Marta is a biomedical engineer who joined the Radiomics group in 2018. She’s focused on the implementation of artificial intelligence for developing CT-based radiomics biomarkers of response to immunotherapy. She also has research interest in radiomics variability and biological translation.
Scientific trajectory
Marta is a PhD student with expertise in artificial intelligence algorithms for medical imaging applications, especially on CT-based radiomics for predicting response to treatment. Marta graduated in Biomedical Engineering (2017) from the University of Barcelona (UB) and received her M.Sc. in Biomedical engineering (2018) from the Polytechnic University of Barcelona (UPC). She specialized in medical image quantification during her final master thesis at Radiomics group from Vall d’Hebron Institute of Oncology (VHIO), developing Radiomics-based algorithms for response prediction in cancer patients.

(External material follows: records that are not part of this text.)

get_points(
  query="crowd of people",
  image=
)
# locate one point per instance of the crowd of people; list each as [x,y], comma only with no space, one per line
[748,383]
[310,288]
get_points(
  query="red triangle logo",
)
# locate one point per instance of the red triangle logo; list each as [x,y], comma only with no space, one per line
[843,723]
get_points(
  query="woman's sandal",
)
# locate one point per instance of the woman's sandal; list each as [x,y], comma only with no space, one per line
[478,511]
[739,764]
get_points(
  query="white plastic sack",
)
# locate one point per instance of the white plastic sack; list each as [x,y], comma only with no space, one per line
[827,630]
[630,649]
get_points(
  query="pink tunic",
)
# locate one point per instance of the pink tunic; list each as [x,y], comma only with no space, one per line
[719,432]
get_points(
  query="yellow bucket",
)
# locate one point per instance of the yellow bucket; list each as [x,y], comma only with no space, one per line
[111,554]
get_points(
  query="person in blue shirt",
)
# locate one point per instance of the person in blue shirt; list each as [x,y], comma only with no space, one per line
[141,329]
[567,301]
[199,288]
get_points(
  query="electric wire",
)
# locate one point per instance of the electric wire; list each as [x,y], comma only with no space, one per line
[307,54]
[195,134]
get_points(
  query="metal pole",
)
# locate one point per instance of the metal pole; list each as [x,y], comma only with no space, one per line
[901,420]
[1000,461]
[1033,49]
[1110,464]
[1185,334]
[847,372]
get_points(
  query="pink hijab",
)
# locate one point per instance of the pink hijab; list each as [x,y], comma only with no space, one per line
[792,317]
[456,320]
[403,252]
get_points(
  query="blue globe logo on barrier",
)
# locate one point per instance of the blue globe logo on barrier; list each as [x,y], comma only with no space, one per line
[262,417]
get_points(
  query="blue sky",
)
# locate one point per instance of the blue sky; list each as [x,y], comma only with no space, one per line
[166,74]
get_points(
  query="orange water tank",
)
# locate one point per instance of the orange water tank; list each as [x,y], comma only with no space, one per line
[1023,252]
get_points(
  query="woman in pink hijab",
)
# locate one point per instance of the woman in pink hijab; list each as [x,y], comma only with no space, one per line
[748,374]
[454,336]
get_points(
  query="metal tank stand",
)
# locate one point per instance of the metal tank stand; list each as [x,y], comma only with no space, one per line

Marta is currently working as a predoctoral researcher at Vall d’Hebron Institute of Oncology (VHIO) since 2018. During her time at VHIO, she has been working on developing machine learning algorithms using CT-based radiomics data for predicting response to immunotherapy. The results of these studies have been published (M. Ligero et. al, Radiology 2021) and presented in oral presentations at the European Congress of Radiology (M. Ligero, ECR 2020 Vienna, Austria) and ESMO Congress (M. Ligero, ESMO Congress 2019 Barcelona, Spain)
Moreover, she has conducted CT-based radiomics reproducibility studies (M. Ligero et. al, European Radiology 2020) aiming to correct radiomics variability due to image acquisition and reconstruction techniques from different manufacturers. Now, she is working on improving CT-based radiomics signatures by implementing deep learning architectures and addressing differential response. Furthermore, she has strong research interest on AI explainability and biological validation.
Links and contact
Open-source research software
All published radiomics data analysis codes can be found on GitHub, e.g.:
- Immune-CT-Radiomics for replicating the radiomics pipeline for predicting response to immunotherapy
Latest articles
K Bernatowicz, F Grussu, M Ligero, et al., R Perez-Lopez. Robust imaging habitat computation using voxel-wise radiomics features. Scientific Reports 11, 20133(2021); doi:10.1038/s41598-021-99701-2.
M Ligero🞱, K Bernatowicz🞱, R Perez-Lopez. The Role of CT-Based Radiomics in Precise Imaging of Renal Cancer. Journal of Nephrological Science 3(2), 1-7 (2021); url: https://www.nephrojournal.com. 🞱joint first authors.
M Ligero, A Garcia-Ruiz, C Viaplana, et al., R Perez-Lopez. A CT-based Radiomics Signature Is Associated with Response to Immune Checkpoint Inhibitors in Advanced Solid Tumors. Radiology. Vol 299, No 1 (2021); doi: 10.1148/radiol.2021200928
A Garcia-Ruiz, P Naval-Baudin, M Ligero, et al., R Perez-Lopez. Precise enhancement quantification in post-operative MRI as an indicator of residual tumor impact is associated with survival in patients with glioblastoma. Scientific Report. 11 - 695 (2021); doi: 10.1038/s41598-020-79829-3
M Ligero, O Jordi-Ollero, K Bernatowicz,et al., R Perez-Lopez. Minimizing acquisition-related radiomics variability by image resampling and batch effect correction to allow for large-scale data analysis. European Radiology.31, 1460–1470 (2020); doi: 10.1007/s00330-020-07174-0
Recent grants and awards
2020 PERIS-Predoctoral fellowship. “Precision Medicine and Artificial Intelligence for characterizing cancer response to immunotherapy” Role: Predoctoral Researcher. Duration: 01/2021-12/2024.